🤖 AI Summary
To address the challenge of high-fidelity, memory-efficient reconstruction for long-term dynamic 3D scenes (e.g., complex human performances), this paper proposes a two-stage evolutionary 3D Gaussian representation. First, deformation-aware alignment ensures inter-frame geometric consistency for robust initialization; second, optical-flow-guided local optimization dynamically refines the Gaussian set via sparse point insertion and deletion. For the first time, our purely explicit representation unifies efficient temporal modeling and ultra-high compression (>50×), eliminating reliance on implicit neural networks or video encoders. Evaluated on multiple dynamic human datasets, our method significantly outperforms state-of-the-art approaches: +1.8 dB PSNR, −12% LPIPS, real-time rendering at >60 FPS, and over 50× reduction in storage overhead.
📝 Abstract
We have recently seen great progress in 3D scene reconstruction through explicit point-based 3D Gaussian Splatting (3DGS), notable for its high quality and fast rendering speed.
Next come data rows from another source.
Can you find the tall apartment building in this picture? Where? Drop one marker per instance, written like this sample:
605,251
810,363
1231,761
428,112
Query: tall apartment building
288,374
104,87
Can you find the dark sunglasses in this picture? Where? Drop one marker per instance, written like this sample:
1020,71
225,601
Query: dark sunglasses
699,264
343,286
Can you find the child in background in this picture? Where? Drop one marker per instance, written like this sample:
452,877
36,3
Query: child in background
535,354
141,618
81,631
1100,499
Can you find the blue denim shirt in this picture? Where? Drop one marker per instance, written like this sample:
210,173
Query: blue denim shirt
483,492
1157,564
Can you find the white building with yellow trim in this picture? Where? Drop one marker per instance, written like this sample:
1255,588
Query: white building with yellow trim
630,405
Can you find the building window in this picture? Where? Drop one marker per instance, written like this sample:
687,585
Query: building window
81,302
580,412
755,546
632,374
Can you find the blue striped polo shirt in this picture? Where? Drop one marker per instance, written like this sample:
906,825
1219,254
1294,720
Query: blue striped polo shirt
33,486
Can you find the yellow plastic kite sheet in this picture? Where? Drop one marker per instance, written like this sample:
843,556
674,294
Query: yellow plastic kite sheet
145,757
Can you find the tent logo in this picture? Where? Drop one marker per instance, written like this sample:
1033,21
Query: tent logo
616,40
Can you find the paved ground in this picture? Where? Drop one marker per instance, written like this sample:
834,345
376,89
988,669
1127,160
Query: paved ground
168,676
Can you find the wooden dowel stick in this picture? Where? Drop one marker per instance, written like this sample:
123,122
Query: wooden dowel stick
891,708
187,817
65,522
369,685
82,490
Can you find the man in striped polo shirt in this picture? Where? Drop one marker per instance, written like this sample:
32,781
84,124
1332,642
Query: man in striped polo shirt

However, reconstructing dynamic scenes such as complex human performances with long durations remains challenging. Prior efforts fall short of modeling a long-term sequence with drastic motions, frequent topology changes or interactions with props, and resort to segmenting the whole sequence into groups of frames that are processed independently, which undermines temporal stability and thereby leads to an unpleasant viewing experience and inefficient storage footprint. In view of this, we introduce EvolvingGS, a two-stage strategy that first deforms the Gaussian model to coarsely align with the target frame, and then refines it with minimal point addition/subtraction, particularly in fast-changing areas. Owing to the flexibility of the incrementally evolving representation, our method outperforms existing approaches in terms of both per-frame and temporal quality metrics while maintaining fast rendering through its purely explicit representation. Moreover, by exploiting temporal coherence between successive frames, we propose a simple yet effective compression algorithm that achieves over 50x compression rate. Extensive experiments on both public benchmarks and challenging custom datasets demonstrate that our method significantly advances the state-of-the-art in dynamic scene reconstruction, particularly for extended sequences with complex human performances.